I believe in statistics, the notion of aleatory uncertainty is usually understood conditionally. If I build a linear regression, p(y | x, \beta, \sigma) = \textrm{normal}(y \mid x \cdot \beta, \sigma), then there may be only so much we can learn about y from observing x and \sigma represents the scale of the residual uncertainty. But you’re right that you can consider this further epistemic uncertainty in that if you learn more about the world and condition on more information or build a better model, you a reduce the residual uncertainty.
You can put it on the log scale. I think the main issue with your framing is that it’s not going to line up with what people have seen elsewhere. I could figure out what you must have meant for the equation to be true, but it doesn’t line up with any textbook descriptions I’ve seen.

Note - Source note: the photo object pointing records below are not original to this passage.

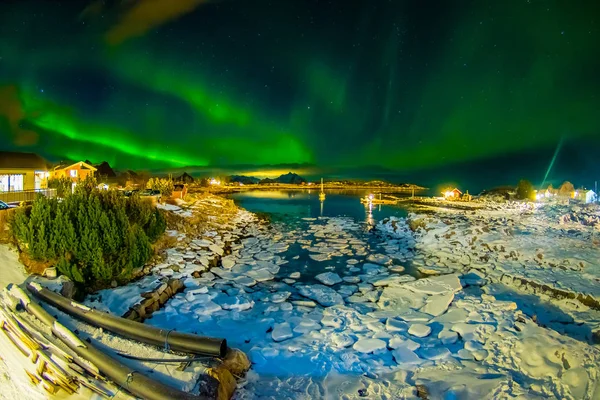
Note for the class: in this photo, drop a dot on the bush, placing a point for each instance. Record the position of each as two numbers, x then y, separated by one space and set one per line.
525 190
62 185
92 236
164 186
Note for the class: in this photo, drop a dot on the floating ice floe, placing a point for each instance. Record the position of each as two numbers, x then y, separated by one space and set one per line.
328 278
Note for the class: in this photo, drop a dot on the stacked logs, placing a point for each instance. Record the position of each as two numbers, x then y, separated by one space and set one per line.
154 300
52 367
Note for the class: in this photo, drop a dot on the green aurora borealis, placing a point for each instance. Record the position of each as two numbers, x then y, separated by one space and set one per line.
402 85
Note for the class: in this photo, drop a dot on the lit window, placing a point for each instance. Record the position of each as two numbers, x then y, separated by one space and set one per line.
3 183
15 183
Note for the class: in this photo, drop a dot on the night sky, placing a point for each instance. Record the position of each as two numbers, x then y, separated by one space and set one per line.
402 85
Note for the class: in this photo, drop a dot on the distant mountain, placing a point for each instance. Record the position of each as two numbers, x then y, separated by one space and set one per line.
246 180
289 179
104 169
185 178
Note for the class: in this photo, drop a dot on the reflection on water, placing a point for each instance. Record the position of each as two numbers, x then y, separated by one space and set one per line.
306 203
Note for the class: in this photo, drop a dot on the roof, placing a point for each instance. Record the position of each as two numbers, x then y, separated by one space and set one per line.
9 159
80 164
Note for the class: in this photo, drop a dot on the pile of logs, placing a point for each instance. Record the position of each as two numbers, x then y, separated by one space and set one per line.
53 367
154 300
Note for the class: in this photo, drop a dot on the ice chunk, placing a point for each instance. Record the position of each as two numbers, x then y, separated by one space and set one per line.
307 325
328 278
435 353
379 258
281 332
438 304
278 297
395 325
419 330
405 356
351 279
435 285
342 340
448 337
322 294
369 345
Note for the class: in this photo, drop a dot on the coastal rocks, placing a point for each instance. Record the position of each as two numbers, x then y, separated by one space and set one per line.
323 295
369 345
328 278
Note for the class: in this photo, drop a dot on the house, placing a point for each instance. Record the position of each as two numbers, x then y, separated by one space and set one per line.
22 172
586 196
77 171
185 178
179 191
453 194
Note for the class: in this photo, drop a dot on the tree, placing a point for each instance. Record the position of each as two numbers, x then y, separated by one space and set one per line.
525 190
566 189
63 186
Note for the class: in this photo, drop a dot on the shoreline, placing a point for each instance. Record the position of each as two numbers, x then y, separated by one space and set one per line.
237 189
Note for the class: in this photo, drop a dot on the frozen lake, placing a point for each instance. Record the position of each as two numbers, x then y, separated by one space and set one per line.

Now I see what’s going on. I was reading it as a time series of updates like one usually shows when discussing updating. I probably would have figured that out if I had read the labels more carefully. I’d use something other than “number” on the x-axis, like “outcome”. I think I was confused because we were talking about 6-sided dice and then the plot went up to 100. I know you talked about that possibility, too, but I missed that in the plots.
Yes, we can. We can assign any countable set a distribution that has positive probability on each outcome. For the naturals, you can use p(n) = 2^{-(n + 1)} and any other countable set can be bijectively mapped to the naturals. But you can’t assign positive probabilities to all real numbers and those are numbers, too. Sorry—this was just a pedantic point about using terms like “number” more technically.

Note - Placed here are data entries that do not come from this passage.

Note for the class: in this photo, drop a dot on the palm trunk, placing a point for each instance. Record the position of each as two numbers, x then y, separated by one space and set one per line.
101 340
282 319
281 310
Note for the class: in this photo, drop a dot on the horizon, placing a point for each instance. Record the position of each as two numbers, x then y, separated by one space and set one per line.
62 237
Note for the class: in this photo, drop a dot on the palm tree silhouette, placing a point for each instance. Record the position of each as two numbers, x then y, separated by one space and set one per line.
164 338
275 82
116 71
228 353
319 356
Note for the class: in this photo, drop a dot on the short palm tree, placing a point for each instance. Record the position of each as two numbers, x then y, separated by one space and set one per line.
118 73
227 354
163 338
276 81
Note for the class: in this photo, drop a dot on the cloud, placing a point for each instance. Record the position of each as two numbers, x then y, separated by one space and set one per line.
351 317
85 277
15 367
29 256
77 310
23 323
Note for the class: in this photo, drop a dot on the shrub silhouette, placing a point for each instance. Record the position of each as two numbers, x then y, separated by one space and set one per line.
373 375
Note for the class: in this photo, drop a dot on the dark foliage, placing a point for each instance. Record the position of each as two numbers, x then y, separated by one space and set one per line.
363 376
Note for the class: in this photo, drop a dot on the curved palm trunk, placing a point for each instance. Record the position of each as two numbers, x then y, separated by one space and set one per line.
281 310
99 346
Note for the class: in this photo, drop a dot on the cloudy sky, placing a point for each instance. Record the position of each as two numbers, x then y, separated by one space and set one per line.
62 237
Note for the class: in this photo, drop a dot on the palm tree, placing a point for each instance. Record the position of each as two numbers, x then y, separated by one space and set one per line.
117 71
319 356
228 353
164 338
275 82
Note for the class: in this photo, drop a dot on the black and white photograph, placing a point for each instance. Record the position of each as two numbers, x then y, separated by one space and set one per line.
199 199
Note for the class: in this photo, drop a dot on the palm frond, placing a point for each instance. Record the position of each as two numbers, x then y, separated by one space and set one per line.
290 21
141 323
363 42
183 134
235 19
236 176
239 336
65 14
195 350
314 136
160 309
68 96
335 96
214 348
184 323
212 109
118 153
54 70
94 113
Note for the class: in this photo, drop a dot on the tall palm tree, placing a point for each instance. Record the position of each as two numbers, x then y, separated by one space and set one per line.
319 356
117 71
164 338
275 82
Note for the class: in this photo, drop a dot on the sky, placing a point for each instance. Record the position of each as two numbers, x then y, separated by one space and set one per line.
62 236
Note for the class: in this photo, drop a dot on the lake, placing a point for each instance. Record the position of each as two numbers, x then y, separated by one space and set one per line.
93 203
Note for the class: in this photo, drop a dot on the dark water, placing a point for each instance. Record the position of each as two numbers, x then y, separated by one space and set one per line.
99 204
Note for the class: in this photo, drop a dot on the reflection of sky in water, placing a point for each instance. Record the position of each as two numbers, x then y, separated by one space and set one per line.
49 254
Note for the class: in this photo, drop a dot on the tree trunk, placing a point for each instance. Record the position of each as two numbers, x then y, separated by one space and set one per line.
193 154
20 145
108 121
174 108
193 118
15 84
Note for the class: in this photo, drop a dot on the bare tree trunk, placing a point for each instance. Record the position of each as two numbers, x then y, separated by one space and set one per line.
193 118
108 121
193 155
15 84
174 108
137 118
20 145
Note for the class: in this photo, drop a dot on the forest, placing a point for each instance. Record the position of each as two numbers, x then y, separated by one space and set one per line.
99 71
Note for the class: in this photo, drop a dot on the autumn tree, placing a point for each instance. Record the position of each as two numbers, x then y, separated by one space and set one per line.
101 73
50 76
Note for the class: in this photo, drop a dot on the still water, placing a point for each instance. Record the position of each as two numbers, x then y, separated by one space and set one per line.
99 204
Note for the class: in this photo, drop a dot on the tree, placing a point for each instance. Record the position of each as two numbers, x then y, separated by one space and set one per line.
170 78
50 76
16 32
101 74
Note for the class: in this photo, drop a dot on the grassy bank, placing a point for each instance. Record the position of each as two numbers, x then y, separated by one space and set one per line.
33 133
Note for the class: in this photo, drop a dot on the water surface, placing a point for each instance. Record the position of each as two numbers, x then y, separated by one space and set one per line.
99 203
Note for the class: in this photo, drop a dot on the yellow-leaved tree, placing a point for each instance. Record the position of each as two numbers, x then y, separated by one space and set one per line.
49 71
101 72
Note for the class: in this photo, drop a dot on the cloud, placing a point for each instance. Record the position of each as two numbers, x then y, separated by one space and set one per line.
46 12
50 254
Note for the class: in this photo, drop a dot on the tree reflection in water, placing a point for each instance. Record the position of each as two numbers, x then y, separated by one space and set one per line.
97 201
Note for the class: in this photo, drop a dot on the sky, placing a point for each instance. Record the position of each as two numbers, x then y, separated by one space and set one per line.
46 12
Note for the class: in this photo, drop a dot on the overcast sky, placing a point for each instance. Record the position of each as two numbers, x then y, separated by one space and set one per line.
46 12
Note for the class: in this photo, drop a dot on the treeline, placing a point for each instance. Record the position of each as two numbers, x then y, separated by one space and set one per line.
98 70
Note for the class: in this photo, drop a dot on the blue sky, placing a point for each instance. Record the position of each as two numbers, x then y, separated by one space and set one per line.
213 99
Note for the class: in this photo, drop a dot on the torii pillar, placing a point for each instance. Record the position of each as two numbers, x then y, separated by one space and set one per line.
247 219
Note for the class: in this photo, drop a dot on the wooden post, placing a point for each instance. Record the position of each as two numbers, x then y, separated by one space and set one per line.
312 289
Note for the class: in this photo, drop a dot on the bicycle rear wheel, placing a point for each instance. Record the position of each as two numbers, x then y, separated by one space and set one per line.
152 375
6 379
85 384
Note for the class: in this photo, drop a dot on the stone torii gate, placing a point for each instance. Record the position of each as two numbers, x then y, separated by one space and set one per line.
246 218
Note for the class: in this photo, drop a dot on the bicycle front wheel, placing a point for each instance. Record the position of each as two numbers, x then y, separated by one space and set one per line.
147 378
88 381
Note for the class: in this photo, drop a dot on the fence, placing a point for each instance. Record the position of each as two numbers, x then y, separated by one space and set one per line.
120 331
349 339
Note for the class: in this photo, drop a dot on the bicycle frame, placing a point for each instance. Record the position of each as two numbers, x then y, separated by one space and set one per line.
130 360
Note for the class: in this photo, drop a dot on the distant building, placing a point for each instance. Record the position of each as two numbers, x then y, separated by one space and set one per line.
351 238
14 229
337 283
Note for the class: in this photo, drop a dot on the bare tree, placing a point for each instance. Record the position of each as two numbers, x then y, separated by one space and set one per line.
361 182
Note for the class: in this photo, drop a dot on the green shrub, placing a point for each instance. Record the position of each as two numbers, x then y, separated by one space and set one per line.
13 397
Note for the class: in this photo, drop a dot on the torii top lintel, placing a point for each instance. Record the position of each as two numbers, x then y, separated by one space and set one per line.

Yes I in that context I can see the value of making that distinction, I guess my issue is just with using terms that seem to imply unnecessary metaphysical claims, I think I’d rather call it exogenous and endogenous uncertainty or something like that.
Interesting, for me it felt natural to rearrange P(\theta | \mathcal{D}) = \frac{P(\mathcal{D} | \theta) P(\theta)}{P(\mathcal{D})} into P(\theta | \mathcal{D}) = P(\theta) \frac{P(\mathcal{D} | \theta) }{P(\mathcal{D})}. I understand that from the statistics (or more broadly mathematical) lens the likelihood and the data marginal are two rather distinct elements, but from the abstract view of knowledge updates, I think it makes sense to group them together.
After all, we don’t update upwards the probability of a model/hypothesis because it explained well the data (as in it had high likelihood), but because it explained the data better than the other alternatives (as encapsulated in the data marginal).
I came to this arrangement while trying to make a probability puzzle’s solution more intuitive for the untrained reader.
Thanks for the suggestion on the plots labelling, certainly “number” is quite an equivocal term.
No worries! I may add a note to clarify it’s the naturals anyway, and now that you mention it’s an interesting edge case considering the possibility that the die could contain any symbol.